It’s that time of year again folks.  Little League has begun!  cmbbWhile Noah took an early retirement package years ago, Chase is still in the game and, I might brag, he is one of the best ambivalent minor leaguers playing in our league today.  Ladies and gents, it’s open season on the hearts and souls of Moms everywhere as we try to manage through 8 weeks of America’s favorite pastime.

Only once have I been asked to keep the “official stats” for the team.  I have to admit, it is not an easy task.  RBI, ERA, 4-6-3?  The serious coaches keep track of all of these figures, but I wonder how much they really matter at this level of play.  In fact, I might propose that there are a large number of important statistics that are currently NOT being measured simply because no one has ever bothered to develop a cool anagram for them.  Well, guys and gals, those days are over.  I present to you:

  

The Mothers of Brothers Official Guide to BSTM

(Baseball Stats that Matter)

  1. I.O.B – For some kids, the more Innings on the Bench, the better.  These are the boys whose favorite position is “sitting” and preferably talking trash to any teammate who will engage with them.
  2. LTC Attempts The number of times each season that your son tries to Lose the Cup and sneak out of the house without wearing his jock.  Can you really blame them?
  3. D’s/Week — The number of Missed Dinners each week, due to games that start at 6:00 p.m.  Granola bars, Doritos, and hot dogs from the snack bar do not count as dinner.
  4. DC Percentage – The number of games your son plays wearing Dirty Clothes.  This year we were smart enough to buy two pairs of pants so I don’t find myself spot treating the bad stains as Chase is pulling his pants on.  But his baseball shirt is guaranteed to be filthy for at least 50 percent of the time.
  5. PB/Game – Now that I have a big minor leaguer, this number of Potty Breaks per Game is rarely more than 1.00.  And I must admit the TTP (time to potty) round trip time has plummeted.
  6. G-LAF’s – We are trying to limit the number of Gloves Left at Field to, uh, zero this year.  Expectations are set very high.
  7. M -ERR – This stat refers to Mother Error which equates to the number of times you mistake another child for your own because they all look the same under those hats.  If you actually cheer for the wrong child using your child’s name, please apply a multiplier of 10.
  8. A.G.W.C. –The Average Gum Wad Circumference is directly related to the age of your child.  I am happy to buy the Big League Chew, thanking the Universe that it’s not real chewing tobacco. Yet.
  9. TT –  The Thunder Threshold is the number of times it has to thunder before the coaches call the game.  After years of analyzing this particular stat I have come to the conclusion that the Mom TT is generally one quarter of the coaches TT.  For instance, we would call the game after one rumble; the coaches need at least four.
  10. I.B.M. – The Infield Beats Minute refer to the mother’s heart rate when her son is moved from the outfield to the infield.  The mother of the pitcher will have the highest I.B.M. at the game followed by the mother of the catcher and then the mother of the first baseman.  This year I might actually have an I.B.M stat for the first time. We will see.
  11. O.F.W.’s – Number of outfield warnings per spaced out player.  Score 1.0 for every “Look alive!” “Be Ready!” and “Coming to You!”
  12. A.B.C.’s – The number of overused At Bat Cliches per game depends largely on the number of spectators.  Everyone has their favorites including Wait for your Pitch!  Be a Hitter!  Good eye!  And Got a Piece of IT!

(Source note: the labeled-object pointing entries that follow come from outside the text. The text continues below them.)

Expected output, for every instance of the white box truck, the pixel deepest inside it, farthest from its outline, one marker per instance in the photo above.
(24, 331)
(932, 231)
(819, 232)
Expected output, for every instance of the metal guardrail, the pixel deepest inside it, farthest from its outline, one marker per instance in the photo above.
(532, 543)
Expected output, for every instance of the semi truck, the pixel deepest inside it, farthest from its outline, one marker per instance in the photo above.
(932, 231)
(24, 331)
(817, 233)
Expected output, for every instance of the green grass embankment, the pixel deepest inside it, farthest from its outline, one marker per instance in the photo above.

Finally, there is a fairly complicated formula to derive the tipping point at which you have had enough and pray for the season to be over.  It looks like this:

Number of games/season – Number of games/season + 4

Game 3 is set for Saturday.  Plaaaaaaaay ball!!!

I know there are other parental spectators out there – for little league, soccer, you name it.  What are some of the stats that you think need to be measured?